The biggest problem with any eating plan is that somebody REALLY doesn’t like some part of it. The truth be told, you don’t have to be on an eating plan….sometimes you just like something for no real reason at all. The trick is to avoid what you think is yucky and move on to make ALL the other things you can enjoy even more enjoyable.

A few years or so ago here on Diabetes Support, I posted a recipe of mine for Creamy Broccoli Soup. While many people thought it would be “yum” there was one comment of “Yuck”. Hey, I get it. Some people just don’t like broccoli. Didn’t we have a president that felt that way? Now I could have suggested using cauliflower or zucchini or asparagus or mushroom in place of the broccoli, but there are as many or maybe more people that just don’t like any of those choices either. My late sister was one of those people. She did later in life like mushrooms well enough. In fact, Chicken Masala was one of her favorite dishes. She must have forgotten those little cans of rubbery mushrooms we grew up using. But Broccoli and cauliflower, no way. For her they rated a “yuck” until the day she died.

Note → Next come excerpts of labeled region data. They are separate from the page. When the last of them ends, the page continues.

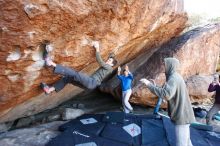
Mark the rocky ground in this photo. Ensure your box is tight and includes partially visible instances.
[0,92,220,146]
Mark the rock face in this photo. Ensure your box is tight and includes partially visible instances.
[0,121,65,146]
[186,75,214,103]
[0,0,187,123]
[100,24,220,107]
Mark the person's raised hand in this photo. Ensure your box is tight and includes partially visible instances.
[140,78,150,85]
[92,41,100,52]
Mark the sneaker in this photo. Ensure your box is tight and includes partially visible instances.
[43,45,52,66]
[40,83,50,95]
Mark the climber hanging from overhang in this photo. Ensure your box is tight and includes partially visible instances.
[40,41,117,94]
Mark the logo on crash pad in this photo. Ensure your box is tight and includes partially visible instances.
[123,123,141,137]
[80,118,98,125]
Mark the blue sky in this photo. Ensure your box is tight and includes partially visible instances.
[184,0,220,18]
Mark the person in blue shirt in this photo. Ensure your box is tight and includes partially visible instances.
[117,65,134,113]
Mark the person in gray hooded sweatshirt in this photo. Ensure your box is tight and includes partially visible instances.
[140,58,195,146]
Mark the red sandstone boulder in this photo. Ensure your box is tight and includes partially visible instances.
[100,24,220,107]
[0,0,187,122]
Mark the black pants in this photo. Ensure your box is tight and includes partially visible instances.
[53,65,99,92]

There was also my aunt Kate. She and I sat in a café in Paris as she proclaimed (all too loudly) that the reason the French cook with all that terrible wine, is because the meat was (yuck) rancid. Later that day she posed in front of the Mona Lisa, arms crossed and using her version of an enigmatic smile. Just so you are all clear, THE MEAT IN FRANCE IS NOT RANCID! Poor dear Kate. She must be rolling in her grave at the very mention of MY Gallic Pot Roast. The recipe clearly states: “don’t let water touch the meat.” It is an instruction I got from Julia Child, and I ain’t gonna argue with her. In place of water, I use red wine and brandy. I am certain that Kate would never understand why I would do such a thing.

I use a lot of wine in my cooking. To be clear, I often use wine in cooking. Not a lot, just enough to add a depth of flavor to a dish (see yesterday morning’s recipe for steak with caper sauce). What can be simpler than splashing some wine in the pan that has just cooked your steak or chicken? That last minute step adds so much flavor to a dish. It allows you to get up the “kitchen treasure” that was stuck to the bottom of the pan while adding a subtle flavor of a decent wine. The heat of the pan burns off most of the alcohol leaving nothing but pure flavor.

Simpler still, adding a splash (1-2 tablespoons) to a soup, raises the level of that basic staple to decadence.

In case you are wondering, Kate also thought that the reason restaurants served lemon with the fish (yuck?) was…you guessed it, the fish was old. According to Kate, the restaurant world seemed always to be playing tricks on the unsuspecting eater. The concept that lemon added flavor to fish (and chicken) was not part of her thought process. For Kate it was FOOD FRAUD.

Ok, fair is fair. I have to admit that for many years after I left my grandmother’s home, I all but refused to eat chicken. Who could blame me? Bless her soul, she would get a chicken, plop it in water, boil the life out of it (for amazing soup) and serve the drastically over cooked chicken to the family. The look of the skin alone was enough to make you (me) go…yuck. Oh no, it got worse. What was not eaten the first night was then seasoned with paprika (her most adventurous spice) and baked in the oven. If there was still any leftover, she would chop it up and add egg and crumbs to eat and fry it up. That poor bird died a thousand deaths. And I rebelled against chicken.

Everybody doesn’t like something. I don’t think I have a recipe that someone will not say yuck to. I can ONLY hope that you will like the recipes more often than go eweee/yuck.

Enjoy, be happy, be Healthy, BE DECADENT!